Berichte über gewaltsame Zwischenfälle

Aus den Hochburgen der Hisbollah wurden mehrere gewaltsame Zwischenfälle gemeldet. Die Nichtregierungsorganisation Vereinigung für demokratische Wahlen teilte mit, mehrere ihrer Mitglieder seien in Wahllokalen angegriffen worden, einige von ihnen in der Bekaa-Region, wo die Hisbollah besonders stark ist. Aus derselben Region meldete die christliche Partei Libanesische Kräfte, dass mehrere ihrer Vertreter geschlagen und aus Wahllokalen geworfen worden seien.

Anhänger der schiitischen Hisbollah nehmen an einer Wahlkampfveranstaltung im östlichen Bekaa-Tal teil.

© AFP

Bei der Parlamentswahl werden unabhängige Kandidaten Experten zufolge zwar voraussichtlich mehr Sitze gewinnen als zuletzt im Jahr 2018. Eine größere Veränderung des Kräftegleichgewichts wurde allerdings nicht erwartet.

Das politische System des Libanon hat die Macht seit langer Zeit unter den Religionsgemeinschaften aufgeteilt und eine herrschende Elite gefestigt. Der Präsident ist traditionell ein maronitischer Christ, der Regierungschef ein sunnitischer Muslim und der Parlamentspräsident ein Schiit.

Dieses System schmälert die Chancen für nichtreligiöse Parteien und Vertreter der Zivilgesellschaft. Im derzeitigen Parlament sind die Hisbollah-Partei und ihre Verbündeten in der Mehrheit. Eine Wahlrechtsreform von 2017 begünstigt die Parteien, die bereits an der Macht sind. Zudem boykottierte der wichtigste sunnitische Politiker und frühere Regierungschef Saad Hariri aus Protest gegen das System die Wahl.

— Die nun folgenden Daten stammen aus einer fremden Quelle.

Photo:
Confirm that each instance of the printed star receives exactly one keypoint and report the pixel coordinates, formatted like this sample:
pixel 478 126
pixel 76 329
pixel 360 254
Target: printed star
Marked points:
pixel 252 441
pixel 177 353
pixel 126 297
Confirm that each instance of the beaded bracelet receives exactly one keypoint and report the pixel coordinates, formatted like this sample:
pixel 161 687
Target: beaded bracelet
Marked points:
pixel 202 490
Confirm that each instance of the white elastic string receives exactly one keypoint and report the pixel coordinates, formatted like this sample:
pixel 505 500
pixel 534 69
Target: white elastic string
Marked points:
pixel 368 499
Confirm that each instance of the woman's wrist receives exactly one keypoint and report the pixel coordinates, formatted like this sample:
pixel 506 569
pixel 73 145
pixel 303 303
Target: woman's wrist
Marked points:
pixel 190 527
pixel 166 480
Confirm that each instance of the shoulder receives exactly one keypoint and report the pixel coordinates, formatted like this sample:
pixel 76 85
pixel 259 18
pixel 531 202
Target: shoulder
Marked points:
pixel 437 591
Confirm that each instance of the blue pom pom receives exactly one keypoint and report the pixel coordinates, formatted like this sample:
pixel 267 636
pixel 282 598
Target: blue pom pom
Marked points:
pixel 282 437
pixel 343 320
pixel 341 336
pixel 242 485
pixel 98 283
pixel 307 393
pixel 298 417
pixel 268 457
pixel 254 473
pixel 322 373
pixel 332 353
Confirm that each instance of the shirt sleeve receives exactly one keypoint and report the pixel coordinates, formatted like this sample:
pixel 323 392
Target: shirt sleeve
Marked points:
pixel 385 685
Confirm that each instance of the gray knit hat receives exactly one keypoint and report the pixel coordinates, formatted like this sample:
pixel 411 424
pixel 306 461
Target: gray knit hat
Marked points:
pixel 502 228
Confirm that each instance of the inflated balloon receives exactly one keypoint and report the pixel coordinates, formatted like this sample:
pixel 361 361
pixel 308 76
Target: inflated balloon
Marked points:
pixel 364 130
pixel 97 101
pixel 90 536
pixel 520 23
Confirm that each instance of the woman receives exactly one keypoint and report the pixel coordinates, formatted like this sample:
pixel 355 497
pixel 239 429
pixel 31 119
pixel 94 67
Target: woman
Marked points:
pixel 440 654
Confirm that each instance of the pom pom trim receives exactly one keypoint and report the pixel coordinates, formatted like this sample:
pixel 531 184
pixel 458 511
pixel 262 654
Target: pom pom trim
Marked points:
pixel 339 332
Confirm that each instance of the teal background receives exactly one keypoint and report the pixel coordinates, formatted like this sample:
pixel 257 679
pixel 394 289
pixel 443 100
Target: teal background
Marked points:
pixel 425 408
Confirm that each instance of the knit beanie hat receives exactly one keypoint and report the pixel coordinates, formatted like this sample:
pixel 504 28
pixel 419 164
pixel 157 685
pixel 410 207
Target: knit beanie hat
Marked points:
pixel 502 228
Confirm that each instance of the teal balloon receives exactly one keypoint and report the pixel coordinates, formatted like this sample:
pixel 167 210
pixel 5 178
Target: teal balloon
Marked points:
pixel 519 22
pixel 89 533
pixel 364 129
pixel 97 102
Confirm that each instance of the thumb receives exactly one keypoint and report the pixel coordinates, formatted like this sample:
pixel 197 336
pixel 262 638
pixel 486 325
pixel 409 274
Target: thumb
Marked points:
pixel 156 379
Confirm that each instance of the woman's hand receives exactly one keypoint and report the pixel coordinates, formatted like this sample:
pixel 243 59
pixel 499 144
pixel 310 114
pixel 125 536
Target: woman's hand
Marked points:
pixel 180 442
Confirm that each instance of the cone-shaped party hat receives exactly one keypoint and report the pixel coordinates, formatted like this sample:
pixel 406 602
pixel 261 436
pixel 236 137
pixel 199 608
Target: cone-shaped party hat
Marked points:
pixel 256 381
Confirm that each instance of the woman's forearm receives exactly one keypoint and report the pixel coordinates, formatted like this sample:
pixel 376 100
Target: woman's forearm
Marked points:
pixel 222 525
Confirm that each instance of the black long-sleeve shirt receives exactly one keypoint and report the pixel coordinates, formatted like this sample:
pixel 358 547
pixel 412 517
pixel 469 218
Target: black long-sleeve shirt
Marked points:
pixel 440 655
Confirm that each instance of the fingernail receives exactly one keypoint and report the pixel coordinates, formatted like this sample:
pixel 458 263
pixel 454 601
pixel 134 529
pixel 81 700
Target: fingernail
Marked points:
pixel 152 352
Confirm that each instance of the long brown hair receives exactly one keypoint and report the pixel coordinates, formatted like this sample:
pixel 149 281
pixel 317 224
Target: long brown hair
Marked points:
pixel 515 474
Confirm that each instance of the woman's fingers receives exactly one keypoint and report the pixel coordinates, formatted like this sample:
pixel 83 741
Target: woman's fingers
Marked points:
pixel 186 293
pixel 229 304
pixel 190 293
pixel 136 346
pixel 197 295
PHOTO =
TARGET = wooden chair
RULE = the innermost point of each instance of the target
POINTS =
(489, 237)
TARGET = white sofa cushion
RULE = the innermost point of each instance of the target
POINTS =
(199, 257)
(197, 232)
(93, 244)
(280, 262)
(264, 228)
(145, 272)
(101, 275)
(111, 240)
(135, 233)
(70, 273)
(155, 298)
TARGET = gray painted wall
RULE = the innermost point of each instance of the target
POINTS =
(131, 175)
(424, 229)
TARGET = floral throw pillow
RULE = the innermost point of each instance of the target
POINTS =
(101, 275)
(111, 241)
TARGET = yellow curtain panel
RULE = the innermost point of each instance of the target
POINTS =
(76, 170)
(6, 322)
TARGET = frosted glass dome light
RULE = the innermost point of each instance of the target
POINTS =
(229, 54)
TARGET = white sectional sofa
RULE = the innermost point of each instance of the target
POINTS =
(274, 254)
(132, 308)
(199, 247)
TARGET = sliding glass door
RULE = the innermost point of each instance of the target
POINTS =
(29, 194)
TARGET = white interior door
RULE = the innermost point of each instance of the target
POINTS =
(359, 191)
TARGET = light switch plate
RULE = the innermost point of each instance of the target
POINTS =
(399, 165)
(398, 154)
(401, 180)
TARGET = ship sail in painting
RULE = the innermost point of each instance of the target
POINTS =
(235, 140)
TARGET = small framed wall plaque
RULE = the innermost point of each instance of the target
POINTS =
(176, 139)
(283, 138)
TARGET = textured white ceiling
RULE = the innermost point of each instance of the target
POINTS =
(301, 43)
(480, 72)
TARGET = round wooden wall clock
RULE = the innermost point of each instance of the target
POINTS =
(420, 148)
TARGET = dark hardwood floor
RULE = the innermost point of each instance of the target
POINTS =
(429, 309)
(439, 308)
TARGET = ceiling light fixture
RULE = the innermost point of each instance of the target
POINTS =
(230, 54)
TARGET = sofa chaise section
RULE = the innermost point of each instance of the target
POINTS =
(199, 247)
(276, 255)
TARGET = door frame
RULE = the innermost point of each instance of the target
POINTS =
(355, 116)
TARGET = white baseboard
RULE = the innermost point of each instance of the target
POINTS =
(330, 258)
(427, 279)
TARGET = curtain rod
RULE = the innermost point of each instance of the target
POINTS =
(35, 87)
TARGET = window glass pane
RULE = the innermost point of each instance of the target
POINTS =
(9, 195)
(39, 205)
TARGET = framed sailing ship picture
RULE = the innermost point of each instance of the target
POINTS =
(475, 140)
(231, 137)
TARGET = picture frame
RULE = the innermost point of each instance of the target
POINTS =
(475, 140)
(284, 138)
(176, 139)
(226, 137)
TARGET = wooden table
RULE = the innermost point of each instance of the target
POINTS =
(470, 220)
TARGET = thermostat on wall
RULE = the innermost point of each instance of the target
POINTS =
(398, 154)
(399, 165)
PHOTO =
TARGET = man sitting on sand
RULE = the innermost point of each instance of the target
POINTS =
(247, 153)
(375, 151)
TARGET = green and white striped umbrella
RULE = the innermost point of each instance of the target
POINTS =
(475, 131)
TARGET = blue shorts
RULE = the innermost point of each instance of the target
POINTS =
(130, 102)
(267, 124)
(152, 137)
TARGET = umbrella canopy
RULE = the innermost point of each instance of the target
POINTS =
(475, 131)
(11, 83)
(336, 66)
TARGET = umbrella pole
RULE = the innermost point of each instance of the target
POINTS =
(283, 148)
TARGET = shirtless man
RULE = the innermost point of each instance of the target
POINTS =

Inflation, Armut und Emigration

Der Libanon steckt in seiner schlimmsten Krise seit dem 1990 beendeten Bürgerkrieg. Die Inflation galoppiert, die Armut wächst, Libanesen verlassen massenhaft ihr Land. Der Staat versagt selbst bei grundlegenden Dienstleistungen wie der Stromversorgung oder der Müllabfuhr. Hier springen die traditionellen politischen Anführer mit ihren jahrzehntealten Patronage-Netzwerken ein. Sie verteilen etwa Arbeitsplätze im öffentlichen Dienst, aber auch Treibstoff und Bargeld.

Im Herbst 2019 trat zwar eine starke Protestbewegung aus vorwiegend jungen Menschen auf den Plan, die Front gegen die herrschenden Eliten machte. Neuen Auftrieb erhielt die Bewegung nach der Explosionskatastrophe im Hafen von Beirut, durch die mehr als 200 Menschen starben und ganze Stadtviertel verwüstet wurden. Doch den aus der Protestbewegung hervorgegangenen unabhängigen Kandidaten gelang es nicht, sich für die Parlamentswahl zusammenzuschließen. (AFP)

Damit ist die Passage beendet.